I don’t come from a well off family. I grew up in a household that depending on the year (my dad’s income was pretty variable as an entrepreneur) we ranged from lower middle to middle class. My senior year of high school, as my parents went through a divorce, we hit some pretty hard financial times in our house. Before I was aware of all the financial issues, I had applied to something like 8-10 colleges. Those included a few Ivy’s, several other super prestigious schools, a couple of upper tier regional schools, and my backups in Arkansas.

I initially really had my heart set on going to a “prestigious” school on the east or west coast and hadn’t really put much thought as to cost. When I realized that I was pretty much on my own, I had to really change my mentality.

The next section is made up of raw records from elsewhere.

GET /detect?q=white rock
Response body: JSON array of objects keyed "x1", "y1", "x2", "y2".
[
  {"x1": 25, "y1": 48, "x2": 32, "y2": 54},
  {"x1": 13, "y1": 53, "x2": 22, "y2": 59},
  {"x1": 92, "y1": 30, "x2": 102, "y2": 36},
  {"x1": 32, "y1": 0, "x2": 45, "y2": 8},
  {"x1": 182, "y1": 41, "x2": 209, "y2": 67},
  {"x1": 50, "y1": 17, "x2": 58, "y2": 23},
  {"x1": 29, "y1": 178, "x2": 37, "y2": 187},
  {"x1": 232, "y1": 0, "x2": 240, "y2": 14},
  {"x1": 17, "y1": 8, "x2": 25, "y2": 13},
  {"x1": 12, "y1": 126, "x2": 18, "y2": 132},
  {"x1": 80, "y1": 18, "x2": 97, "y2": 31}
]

I’ve always been super driven, to the point of it being a bit too much, and academics were always something I excelled in. By my senior year I was rocking a 4.xx (something – i don’t remember what, 4.25 maybe), played varsity sports, and was in all the extracurriculars I could to boost my resume. My test scores (ACT /SAT) had always been pretty solid, so I had already put myself in a good position. Though if I could go back, I would have taken study prep much more seriously. 1-2 more points on the ACT, which was a very realistic goal with some practice, could have added thousands to my pockets annually and made my life much easier.
I didn’t have the same level of success as Ramit, but I basically had the same strategy. Apply for everything and those $500-1000 ones can add up to something substantial. Beyond just putting in the apps for both admittance and academic scholarships, I started scouring the web for any all scholarships I could find. I applied for scholarships from dozens of companies (thank you Walmart), any organization I could think of (Polish Americans, random right?) and a bunch of other random ones I can’t remember now. The internet was quite a bit younger in 2004, but I searched any and every website listing scholarships as well as looking through google. Back then there were also books you could buy at a Barnes and Noble full of scholarships. I talked with my counselor or scholarship ideas as well.

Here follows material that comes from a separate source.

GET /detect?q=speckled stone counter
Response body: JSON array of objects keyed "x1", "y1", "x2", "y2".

Most scholarship applications are surprisingly short and at most ask for an essay or two and a recommendation. Most will be pretty wide open to the topic, so if you write a couple of pretty killer ones you can just use the same files over and over. You also need to have a good relationship with at least two teachers who are willing to write stellar recommendation letters. APPLY APPLY APPLY. This is a battle that someone with a solid academic background can win by sheer brute force of applications.

So how did all those applications turn out? Well I got rejected from most of the schools, got in to a couple in the prestigious ones, regionals and of course my Arkansas backups. Unfortunately, I didn’t get much in the way of financial aid to my upper tier options. However, I did receive a full academic ride the Arkansas and an even better package to the University of Arkansas, Little Rock (UALR). I wasn’t really interested in UALR so that was tossed out. I debated long and hard about taking out student loans, but in the end I couldn’t bring myself to put myself in that much debt before I even got out of school. Watching my parents struggle left me with a real fear of debt so I decided not to be stupid and take the gift looking me in the face. That left me with Arkansas.

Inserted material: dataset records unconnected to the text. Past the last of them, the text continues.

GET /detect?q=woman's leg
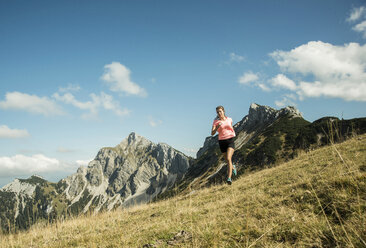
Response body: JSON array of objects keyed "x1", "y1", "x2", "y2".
[{"x1": 224, "y1": 147, "x2": 234, "y2": 178}]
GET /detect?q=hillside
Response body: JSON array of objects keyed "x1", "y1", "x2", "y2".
[{"x1": 0, "y1": 135, "x2": 366, "y2": 247}]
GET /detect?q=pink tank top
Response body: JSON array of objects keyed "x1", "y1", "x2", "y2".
[{"x1": 213, "y1": 117, "x2": 235, "y2": 140}]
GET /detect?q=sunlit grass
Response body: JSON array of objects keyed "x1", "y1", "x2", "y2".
[{"x1": 0, "y1": 135, "x2": 366, "y2": 247}]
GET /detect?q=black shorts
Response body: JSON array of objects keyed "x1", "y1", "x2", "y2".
[{"x1": 219, "y1": 137, "x2": 235, "y2": 153}]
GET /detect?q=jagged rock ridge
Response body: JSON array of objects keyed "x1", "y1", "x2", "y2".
[
  {"x1": 62, "y1": 133, "x2": 190, "y2": 212},
  {"x1": 197, "y1": 103, "x2": 302, "y2": 158}
]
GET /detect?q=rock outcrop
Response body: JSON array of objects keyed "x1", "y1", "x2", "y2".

The scholarships I received were enough to cover my tuition and the bulk of my room and board. Add to that the numerous small wins I managed to wrack up and I had enough to cover all my bills, plus receive a check from the school for $1,000-2,000 to cover books and whatever else. I also managed to score a few extra ones over the next couple of years as well as figure out a couple of housing discounts that let me bump those checks up a bit more.

What I did Right

  1. Started early. In order for this strategy to work at all, you need to be in the top tier of students, both for GPA and test scores. I was diligent from 9-12 when your academic career matters.
  2. Applied to a variety of types of universities – 1. reach schools, middle level and backups.
  3. Applied to every scholarship I could find.
  4. Took the smart path and stayed away from the loans.

What I did Wrong

  1.  Applied to too many schools. I should have narrowed it to about 5-6. 10 is exhausting and unnecessary I think unless your really trying to get in to one of the most competitive schools in the country with very low admittance rates.
  2. I should have gotten much more professional vetting of my essays. I can recall one of them now and it’s a bit cringeworthy. I think I’d have ended up with a good bit more in scholarship had I consulted some adults with a lot of knowledge on the topic.
  3. I should have studied much more for the standardized tests. My score was better than pretty much anybody I knew so I got lazy. I made the mistake of comparing myself to the small pond around me and ignoring the larger pool. A single additional point on the ACT would have given me a guaranteed scholarship from the Arkansas government that would have added more than $10,000 in spending money to my 4 years and would have removed an enormous amount of stress from my life.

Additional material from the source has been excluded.